Christine
Delorme
Cinéaste
Il y a le corps d'un homme qui se penche sur celui d'une femme encore endormie pour lui souhaiter une bonne journée. L'homme est son mari. Le corps de cette femme ne sera plus jamais allongé. Corps-debout, qui avance au fil du rasoir, comme sur ces chemins de crête en montagne, où chaque pas requiert une immense tension, car le moindre regard pourrait faire basculer de l'autre côté du précipice Corps-assis qui ne connaît aucun répit, taxi-driver occupée de manœuvrer une machine, qui curieusement donne l'impression d'avancer nulle part, de faire du sur-place, dans un périmètre de quartier, toujours le même, Corps-tendu de Sandrine Kimberlain, presque maigre, comme si la moindre rondeur pouvait émettre un signe de faiblesse- une faille où irait s'engouffrer le stress chacun de ses passagers. Sa fonction fait d'elle une cible possible – le passager revendiquant sa position de client – et comme toute cible, peut être atteinte en plein cœur. Kiberlain ne peut pas, ne veut pas. L'implosion a commencé, dans la tête de son mari, Gilbert Melki Pour avoir regardé ce qui ne le regarde pas. Pour avoir persisté dans ce regard… Le comptable est passé de l'autre côté du miroir. Jusqu'où ne va-t'elle pas pour tenir – retenir… Figure de la droiture et de la froidure. Un seul regard sur son mari qui ne la voit pas le regardant. Une inversion s'est opérée… Le fou avait tout faux. Le faux seul fait l'affaire.

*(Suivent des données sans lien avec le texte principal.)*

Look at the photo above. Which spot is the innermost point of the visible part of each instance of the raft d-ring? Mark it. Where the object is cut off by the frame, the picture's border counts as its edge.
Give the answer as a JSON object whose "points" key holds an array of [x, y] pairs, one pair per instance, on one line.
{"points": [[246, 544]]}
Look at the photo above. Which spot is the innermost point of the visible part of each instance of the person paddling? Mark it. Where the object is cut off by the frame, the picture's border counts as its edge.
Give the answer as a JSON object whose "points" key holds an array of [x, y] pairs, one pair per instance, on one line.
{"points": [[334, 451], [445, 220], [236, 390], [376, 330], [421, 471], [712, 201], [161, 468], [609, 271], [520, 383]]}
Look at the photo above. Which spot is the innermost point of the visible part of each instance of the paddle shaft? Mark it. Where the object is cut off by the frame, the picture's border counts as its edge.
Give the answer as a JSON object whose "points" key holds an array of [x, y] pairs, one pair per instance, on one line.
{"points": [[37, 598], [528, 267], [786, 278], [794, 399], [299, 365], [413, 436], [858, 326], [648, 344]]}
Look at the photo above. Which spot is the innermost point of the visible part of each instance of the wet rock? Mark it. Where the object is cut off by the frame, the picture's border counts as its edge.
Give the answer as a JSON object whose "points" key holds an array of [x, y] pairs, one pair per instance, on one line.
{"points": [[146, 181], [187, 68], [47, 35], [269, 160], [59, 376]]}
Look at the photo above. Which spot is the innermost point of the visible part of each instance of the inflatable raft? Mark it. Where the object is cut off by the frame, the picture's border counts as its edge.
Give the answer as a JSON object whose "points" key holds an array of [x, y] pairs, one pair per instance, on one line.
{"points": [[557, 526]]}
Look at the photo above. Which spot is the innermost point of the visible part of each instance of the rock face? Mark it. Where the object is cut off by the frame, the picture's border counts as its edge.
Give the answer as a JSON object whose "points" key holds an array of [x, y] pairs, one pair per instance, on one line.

_ Taxi-driver où Robert de Niro devait tuer pour conquérir la blonde qu'il convoitait, nous paraît presque léger, de l'entertainment, aujourd'hui tant le film d'Emmanuelle Cuau, Très Bien Merci ne nous lâche pas une seconde, nous spectateur, avec ses petites phrases du genre, “chacun a ses emmerdes” ou “paumée pour paumée” dont le choc tombe plus sourd qu'un direct de De Niro.